This vision of the future would reinstate the physical familial networks that were once so important but have not been prioritized since the middle of the 20th century. Redundant aspects of picket fence single family homes such as formal dining rooms have somewhat fallen off in building contemporary homes. Erickson believes that the values of people who are building houses now revolve more around the interface with amenities and communities—things that are also important for aging in place.
“I feel like that’s the way that our generation is leaning, and they’re okay with the idea of compact living as long as that space is really functional and practical and feels good,” Erickson says.

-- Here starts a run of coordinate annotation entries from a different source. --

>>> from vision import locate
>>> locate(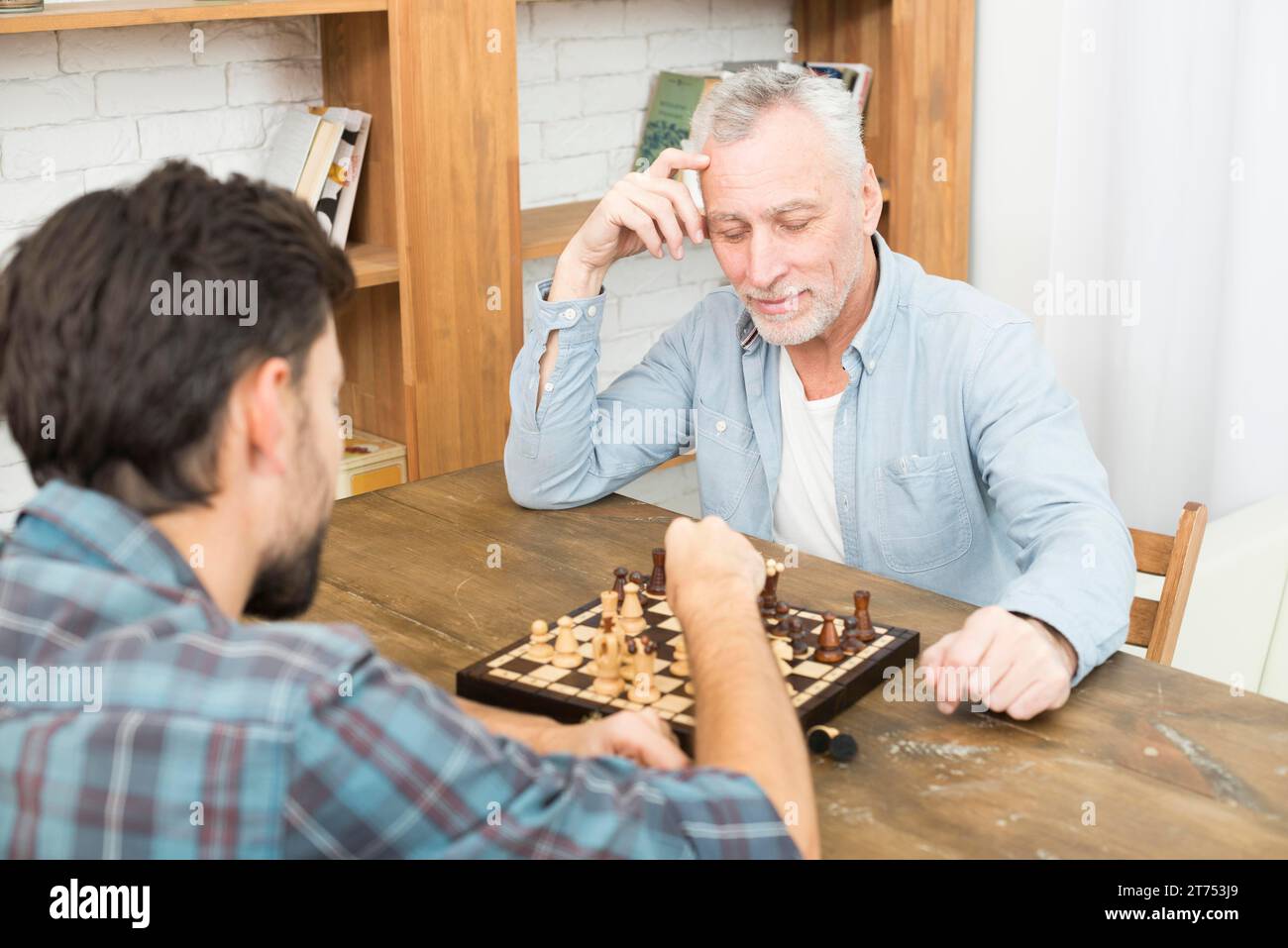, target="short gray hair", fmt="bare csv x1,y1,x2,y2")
690,65,868,189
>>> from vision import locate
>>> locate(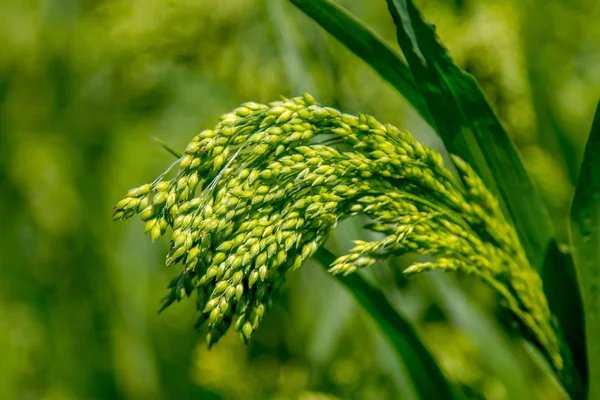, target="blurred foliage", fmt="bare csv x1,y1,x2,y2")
0,0,600,399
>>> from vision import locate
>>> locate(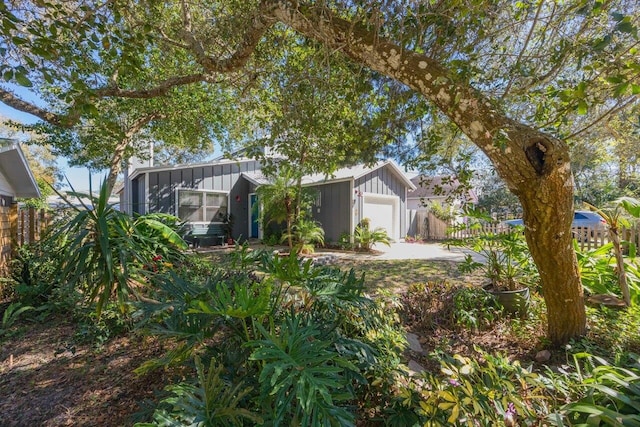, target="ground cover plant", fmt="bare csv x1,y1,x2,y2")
0,213,640,426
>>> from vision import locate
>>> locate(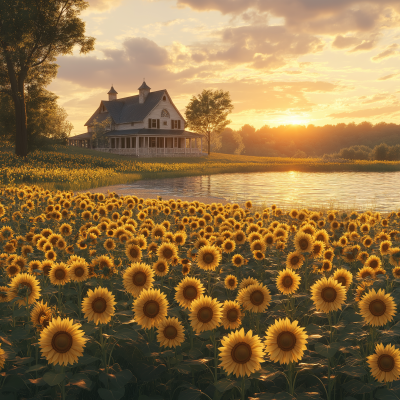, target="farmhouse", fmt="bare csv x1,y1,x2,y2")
68,81,206,157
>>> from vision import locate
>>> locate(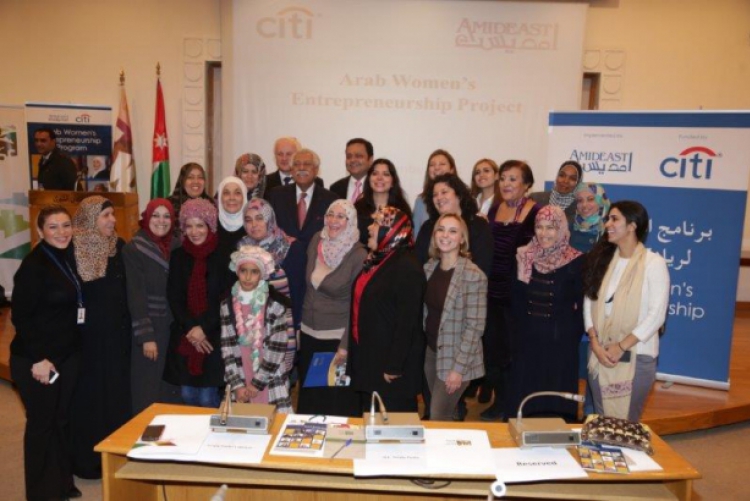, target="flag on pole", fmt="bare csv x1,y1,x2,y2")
151,66,170,199
109,71,138,193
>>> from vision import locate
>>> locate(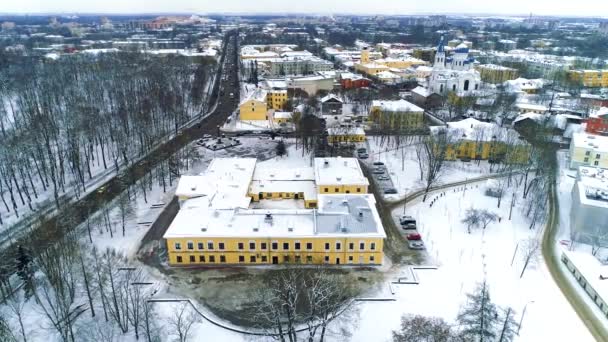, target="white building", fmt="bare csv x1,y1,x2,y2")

Of course, laneway houses cannot be the only solution to the problem of atomization and the fallout from nuclear family living. In 2019, Studio North won a competition in Edmonton geared toward what architects and city planners refer to as the “missing middle” by unifying affordability, vernacular design, and multifamily living.
Sustainability must also be an aspect of any rethinking of multigenerational living, and for this Erickson looks to his experience in Africa as well.
“I don’t think we need to be high tech about sustainability,” he says, indicating the durability and elegance of certain mud structures. Erickson believes there is a huge desire to implement such adaptability and straight-from-the-land building practices in Canada, and by doing so solve problems of sustainability and multigenerational living.
The way we build won’t change overnight, but firms that are focusing on the lasting effects and familial dynamics of architecture are sure to lead us into a more conscious building culture. The hope is that, by responding to problems that extend past the individual and the immediate family, solutions to societal problems can be more easily grasped and adapted to.
Photography by Hayden Pattullo.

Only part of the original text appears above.